Rudolph Technologies (RTEC) once again topped Wall Street’s expectations, which caused analysts to raise estimates that are now approaching pre-recession levels.
Rudolph Tech makes tools for semiconductor makers for defect inspection, process control metrology and data analysis. The company is based in the U.S. but operates worldwide.
EPS Doubles Estimate
On Aug 2 Rudolph Tech reported quarterly results that showed a 19% sequential increase in revenue, to $48.3 million. Combined with improving margins, this lead to earnings per share of 23 cents, more than twice the 11 cents that was expected.
Comments from the CEO surrounded the successful business implementations that have allowed them to avoid the volatility of the semiconductor industry and should lead to a 6-10% revenue boost next quarter.
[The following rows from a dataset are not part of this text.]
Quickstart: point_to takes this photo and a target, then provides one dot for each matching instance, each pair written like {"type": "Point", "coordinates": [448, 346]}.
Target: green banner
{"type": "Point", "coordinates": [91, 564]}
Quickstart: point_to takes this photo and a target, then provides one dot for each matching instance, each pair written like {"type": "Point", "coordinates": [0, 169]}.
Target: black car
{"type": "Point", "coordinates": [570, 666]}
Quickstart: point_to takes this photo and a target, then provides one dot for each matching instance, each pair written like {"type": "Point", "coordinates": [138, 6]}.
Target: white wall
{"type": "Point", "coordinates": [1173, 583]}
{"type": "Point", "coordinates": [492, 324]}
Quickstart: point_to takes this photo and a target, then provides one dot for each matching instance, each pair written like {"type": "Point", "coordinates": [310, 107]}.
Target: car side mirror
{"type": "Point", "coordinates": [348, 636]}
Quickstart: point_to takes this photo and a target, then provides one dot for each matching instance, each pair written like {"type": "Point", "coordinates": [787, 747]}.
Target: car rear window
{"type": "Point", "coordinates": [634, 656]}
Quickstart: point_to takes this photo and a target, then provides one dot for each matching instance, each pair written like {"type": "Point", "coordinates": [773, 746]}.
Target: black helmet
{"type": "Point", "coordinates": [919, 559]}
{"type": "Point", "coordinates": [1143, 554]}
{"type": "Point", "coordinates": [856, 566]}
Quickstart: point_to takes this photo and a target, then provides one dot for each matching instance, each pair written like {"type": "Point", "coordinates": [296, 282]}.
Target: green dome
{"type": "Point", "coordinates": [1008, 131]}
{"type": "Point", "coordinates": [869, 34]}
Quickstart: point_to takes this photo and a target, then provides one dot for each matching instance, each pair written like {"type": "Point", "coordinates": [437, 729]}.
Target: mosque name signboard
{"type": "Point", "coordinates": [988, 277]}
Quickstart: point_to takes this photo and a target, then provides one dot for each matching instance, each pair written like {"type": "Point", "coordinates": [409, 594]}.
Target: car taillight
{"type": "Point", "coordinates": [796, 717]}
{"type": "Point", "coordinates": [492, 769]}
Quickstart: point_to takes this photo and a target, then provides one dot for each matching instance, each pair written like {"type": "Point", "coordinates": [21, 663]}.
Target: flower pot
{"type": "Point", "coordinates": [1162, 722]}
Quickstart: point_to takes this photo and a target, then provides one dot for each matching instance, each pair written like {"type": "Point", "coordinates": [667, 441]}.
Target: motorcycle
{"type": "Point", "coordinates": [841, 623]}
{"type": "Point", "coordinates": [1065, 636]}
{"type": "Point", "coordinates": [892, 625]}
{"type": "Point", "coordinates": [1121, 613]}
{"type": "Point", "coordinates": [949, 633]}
Analysts liked the results and the commentary from the company and immediately and drastically raised earnings estimates.
The Zacks Consensus Estimate for this year jumped 31 cents, to 80 cents. Next year’s forecasts rose 21 cents to $1.08. In 2009 Rudolph Tech posted a 56 cent loss. Even with the aggressive expectations, the company has topped estimates in each quarter for the past 2 years.
Earlier this week Rudolph Tech announced that they acquired some assets from MKS Instruments. The purchase included intellectual property, unspecified assets and 35 employees to join the Data Analysts and Review Business Unit.
Expectations for Rudolph Tech have bounce back sharply and are nearing pre-recession levels. The sharp year-over-year increases also leaves shares trading at great valuations. RTEC has a forward P/E under 11 times and a PEG ratio of 0.4.